The collected 2D SAXS patterns showed the 1^st to 12^th order meridional collagen reflections. Azimuthal integration was carried out over angular sectors of 45° width centered at the calibrated location of the direct beam on the detector. From the resulting 1D intensity profiles [a.u.] versus q [nm⁻¹] (Fig. 5 A) a two-term exponential background was subtracted (empirically determined best fit). The peak position, height and width (FWHM) were estimated by fitting a series of Gaussian curves to the first 8 order collagen reflections using non-linear least squares (OriginPro 8.6; Matlab R2013a).
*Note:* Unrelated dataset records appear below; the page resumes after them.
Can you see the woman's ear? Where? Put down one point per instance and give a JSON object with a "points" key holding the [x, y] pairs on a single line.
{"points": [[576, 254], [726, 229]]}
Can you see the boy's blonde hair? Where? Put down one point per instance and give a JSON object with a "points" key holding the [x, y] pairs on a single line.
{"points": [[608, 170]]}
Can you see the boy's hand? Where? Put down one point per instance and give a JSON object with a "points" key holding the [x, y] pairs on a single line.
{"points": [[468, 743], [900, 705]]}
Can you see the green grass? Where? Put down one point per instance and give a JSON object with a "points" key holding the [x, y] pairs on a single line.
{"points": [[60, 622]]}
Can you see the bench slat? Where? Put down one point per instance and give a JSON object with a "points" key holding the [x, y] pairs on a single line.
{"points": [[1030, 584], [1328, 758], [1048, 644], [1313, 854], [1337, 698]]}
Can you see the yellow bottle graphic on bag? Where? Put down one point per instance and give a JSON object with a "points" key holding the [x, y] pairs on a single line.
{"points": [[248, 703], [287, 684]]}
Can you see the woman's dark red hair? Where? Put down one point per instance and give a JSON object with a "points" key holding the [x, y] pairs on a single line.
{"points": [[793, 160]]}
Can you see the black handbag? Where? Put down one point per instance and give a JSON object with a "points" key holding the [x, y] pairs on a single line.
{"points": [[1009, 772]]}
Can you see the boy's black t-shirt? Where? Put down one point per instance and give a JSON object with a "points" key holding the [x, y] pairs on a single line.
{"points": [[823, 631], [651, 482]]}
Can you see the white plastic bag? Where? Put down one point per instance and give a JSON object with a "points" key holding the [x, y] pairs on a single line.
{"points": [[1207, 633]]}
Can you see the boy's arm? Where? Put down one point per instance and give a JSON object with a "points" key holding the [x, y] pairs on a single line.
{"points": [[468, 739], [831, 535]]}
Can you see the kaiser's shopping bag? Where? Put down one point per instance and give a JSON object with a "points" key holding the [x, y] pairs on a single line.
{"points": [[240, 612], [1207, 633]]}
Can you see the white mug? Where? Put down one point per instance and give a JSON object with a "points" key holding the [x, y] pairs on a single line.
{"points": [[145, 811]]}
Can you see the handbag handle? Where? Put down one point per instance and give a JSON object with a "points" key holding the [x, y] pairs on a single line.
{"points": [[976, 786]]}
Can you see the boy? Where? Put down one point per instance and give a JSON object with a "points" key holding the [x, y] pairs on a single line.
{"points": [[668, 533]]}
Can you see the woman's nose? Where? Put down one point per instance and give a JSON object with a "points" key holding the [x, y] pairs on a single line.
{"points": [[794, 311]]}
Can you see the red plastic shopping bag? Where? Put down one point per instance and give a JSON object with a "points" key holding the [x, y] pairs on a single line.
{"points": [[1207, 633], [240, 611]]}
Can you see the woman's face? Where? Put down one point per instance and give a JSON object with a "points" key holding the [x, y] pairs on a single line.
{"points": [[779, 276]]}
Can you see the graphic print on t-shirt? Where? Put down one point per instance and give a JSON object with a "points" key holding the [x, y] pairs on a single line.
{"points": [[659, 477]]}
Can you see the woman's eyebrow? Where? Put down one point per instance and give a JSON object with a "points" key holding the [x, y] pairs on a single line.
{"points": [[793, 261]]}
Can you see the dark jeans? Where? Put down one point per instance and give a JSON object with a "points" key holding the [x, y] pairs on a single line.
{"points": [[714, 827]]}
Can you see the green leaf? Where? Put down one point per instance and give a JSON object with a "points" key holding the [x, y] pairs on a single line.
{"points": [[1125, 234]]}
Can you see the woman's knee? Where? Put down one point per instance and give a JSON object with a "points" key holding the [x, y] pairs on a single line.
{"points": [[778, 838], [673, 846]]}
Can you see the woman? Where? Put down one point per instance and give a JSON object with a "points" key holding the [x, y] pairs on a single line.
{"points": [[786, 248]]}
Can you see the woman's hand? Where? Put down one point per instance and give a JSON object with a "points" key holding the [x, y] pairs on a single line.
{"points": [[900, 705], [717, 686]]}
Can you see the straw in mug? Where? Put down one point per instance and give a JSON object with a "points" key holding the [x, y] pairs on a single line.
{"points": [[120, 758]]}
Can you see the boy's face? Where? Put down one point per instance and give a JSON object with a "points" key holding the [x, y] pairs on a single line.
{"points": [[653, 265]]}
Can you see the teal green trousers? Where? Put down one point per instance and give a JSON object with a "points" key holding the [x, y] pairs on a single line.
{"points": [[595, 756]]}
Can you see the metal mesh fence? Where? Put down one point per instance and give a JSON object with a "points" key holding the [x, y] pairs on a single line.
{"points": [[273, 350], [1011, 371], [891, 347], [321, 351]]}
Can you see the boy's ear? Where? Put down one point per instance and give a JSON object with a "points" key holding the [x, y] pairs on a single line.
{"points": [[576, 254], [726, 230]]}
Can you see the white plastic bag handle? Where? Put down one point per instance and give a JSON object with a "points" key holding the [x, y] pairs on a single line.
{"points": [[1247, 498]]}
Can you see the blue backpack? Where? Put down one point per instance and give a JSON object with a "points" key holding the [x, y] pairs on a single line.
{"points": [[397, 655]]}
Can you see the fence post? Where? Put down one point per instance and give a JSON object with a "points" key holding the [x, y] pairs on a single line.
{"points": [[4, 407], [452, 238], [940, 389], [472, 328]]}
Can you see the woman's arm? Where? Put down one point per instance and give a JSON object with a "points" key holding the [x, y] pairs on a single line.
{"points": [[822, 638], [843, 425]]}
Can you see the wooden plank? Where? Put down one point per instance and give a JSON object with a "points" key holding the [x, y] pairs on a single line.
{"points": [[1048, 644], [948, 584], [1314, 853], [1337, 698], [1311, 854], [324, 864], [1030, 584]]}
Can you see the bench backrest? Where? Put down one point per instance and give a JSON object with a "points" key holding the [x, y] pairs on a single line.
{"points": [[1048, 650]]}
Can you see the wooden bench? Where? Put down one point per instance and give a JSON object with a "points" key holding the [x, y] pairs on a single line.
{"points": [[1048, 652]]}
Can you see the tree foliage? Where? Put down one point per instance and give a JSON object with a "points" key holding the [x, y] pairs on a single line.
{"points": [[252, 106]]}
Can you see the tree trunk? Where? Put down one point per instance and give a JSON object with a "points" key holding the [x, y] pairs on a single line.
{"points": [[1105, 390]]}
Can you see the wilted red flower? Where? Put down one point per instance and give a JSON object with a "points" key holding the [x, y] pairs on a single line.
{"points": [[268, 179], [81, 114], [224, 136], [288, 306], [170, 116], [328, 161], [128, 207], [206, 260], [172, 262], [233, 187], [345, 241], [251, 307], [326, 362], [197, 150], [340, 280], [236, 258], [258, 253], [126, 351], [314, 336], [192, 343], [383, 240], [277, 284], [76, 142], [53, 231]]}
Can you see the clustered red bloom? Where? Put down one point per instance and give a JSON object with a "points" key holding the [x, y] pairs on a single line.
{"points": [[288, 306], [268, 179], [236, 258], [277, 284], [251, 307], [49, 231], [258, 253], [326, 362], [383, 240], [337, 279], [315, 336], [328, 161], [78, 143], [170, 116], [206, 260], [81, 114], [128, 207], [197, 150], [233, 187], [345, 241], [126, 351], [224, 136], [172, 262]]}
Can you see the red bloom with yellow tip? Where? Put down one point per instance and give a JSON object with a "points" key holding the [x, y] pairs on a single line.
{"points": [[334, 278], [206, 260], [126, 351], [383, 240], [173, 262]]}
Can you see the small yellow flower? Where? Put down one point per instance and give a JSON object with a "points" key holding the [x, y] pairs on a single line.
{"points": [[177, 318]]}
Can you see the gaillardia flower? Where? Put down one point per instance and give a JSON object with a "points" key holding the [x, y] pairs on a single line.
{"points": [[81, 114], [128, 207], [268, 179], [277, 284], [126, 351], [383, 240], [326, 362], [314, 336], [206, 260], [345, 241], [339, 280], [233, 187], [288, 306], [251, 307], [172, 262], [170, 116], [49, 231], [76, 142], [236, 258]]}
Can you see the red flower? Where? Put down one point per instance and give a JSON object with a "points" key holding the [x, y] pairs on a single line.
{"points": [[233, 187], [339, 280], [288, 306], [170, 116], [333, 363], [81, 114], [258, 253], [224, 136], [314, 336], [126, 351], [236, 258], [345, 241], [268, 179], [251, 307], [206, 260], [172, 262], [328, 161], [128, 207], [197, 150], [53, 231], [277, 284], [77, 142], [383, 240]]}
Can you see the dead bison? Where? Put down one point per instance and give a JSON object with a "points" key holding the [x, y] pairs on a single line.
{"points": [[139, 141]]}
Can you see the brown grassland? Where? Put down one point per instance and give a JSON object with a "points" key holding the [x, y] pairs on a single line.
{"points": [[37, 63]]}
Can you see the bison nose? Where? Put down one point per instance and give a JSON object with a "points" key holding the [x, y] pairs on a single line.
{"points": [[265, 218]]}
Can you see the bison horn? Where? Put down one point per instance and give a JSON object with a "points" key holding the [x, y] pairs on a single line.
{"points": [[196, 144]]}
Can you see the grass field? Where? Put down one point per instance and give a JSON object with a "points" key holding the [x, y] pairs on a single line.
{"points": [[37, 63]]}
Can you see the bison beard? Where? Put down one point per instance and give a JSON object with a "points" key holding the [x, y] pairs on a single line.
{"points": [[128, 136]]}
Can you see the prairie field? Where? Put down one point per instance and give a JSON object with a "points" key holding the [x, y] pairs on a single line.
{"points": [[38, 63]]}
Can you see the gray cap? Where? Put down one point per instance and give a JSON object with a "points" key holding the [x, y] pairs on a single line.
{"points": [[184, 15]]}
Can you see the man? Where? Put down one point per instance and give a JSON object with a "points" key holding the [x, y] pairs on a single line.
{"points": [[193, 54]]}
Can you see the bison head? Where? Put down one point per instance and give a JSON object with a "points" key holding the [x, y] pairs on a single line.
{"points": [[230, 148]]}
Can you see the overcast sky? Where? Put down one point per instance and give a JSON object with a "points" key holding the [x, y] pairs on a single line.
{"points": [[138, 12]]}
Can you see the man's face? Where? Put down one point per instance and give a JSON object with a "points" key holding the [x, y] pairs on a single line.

A straight line, q(n) = a+b * n, was fitted through the peak positions q(n) as a function of the order number (n) [16]. The collagen fibril D-spacing was calculated from D = 2 π/b. The precision of measuring the D-period was 0.24%. Precision was measured at pre-stress and is given as the upper 95% confidence interval of the coefficient of variation from 26 samples. Either absolute or normalized change of D-spacing served as averaged measures of collagen fibril elongation: collagen fibril deformation/lengthening (D) and collagen fibril strain (ε_F = D/D₀–1 [%]) with D₀ as D-period length at pre-stress/start of experiment. For each relaxation step, collagen fibril relaxation was measured as the relative shortening of D normalized to the D at start of each relaxation step (D₀): ε_R = D/D₀–1 [%]. Collagen fibril deformation as a function of tissue strain was highly linear up to at least yield point (Fig. 5 C) and therefore fitted by 1^st order polynomials to calculate fibril stiffness. Force measurements were smoothed using a moving average filter of 20 points to reduce noise of the data recorded at 100 Hz.

Statistical analysis

Parameters derived from the experiments were analyzed using t-tests (factor: treatment group), one-way ANOVAs (fixed factor: treatment group), two-way ANOVAs (fixed factor: treatment group and experimental set) or RM ANOVAs (fixed factor: treatment group, repeated measures factor: time of treatment). Post hoc pairwise comparisons were made with adjusted p-values (Dunnett's test for treatment vs. control, Tukey-Kramer test for all pairwise comparisons with unequal sample sizes). Unless otherwise stated, results are reported as averages and standard deviations (1 SD). Two-sided tests were used and p-values of 0.05 were chosen as the level of significance, if not stated otherwise. Corresponding non-parametric counterparts were used when model assumptions were not met (SPSS v21.0/Matlab R2013a/OriginPro 8.6).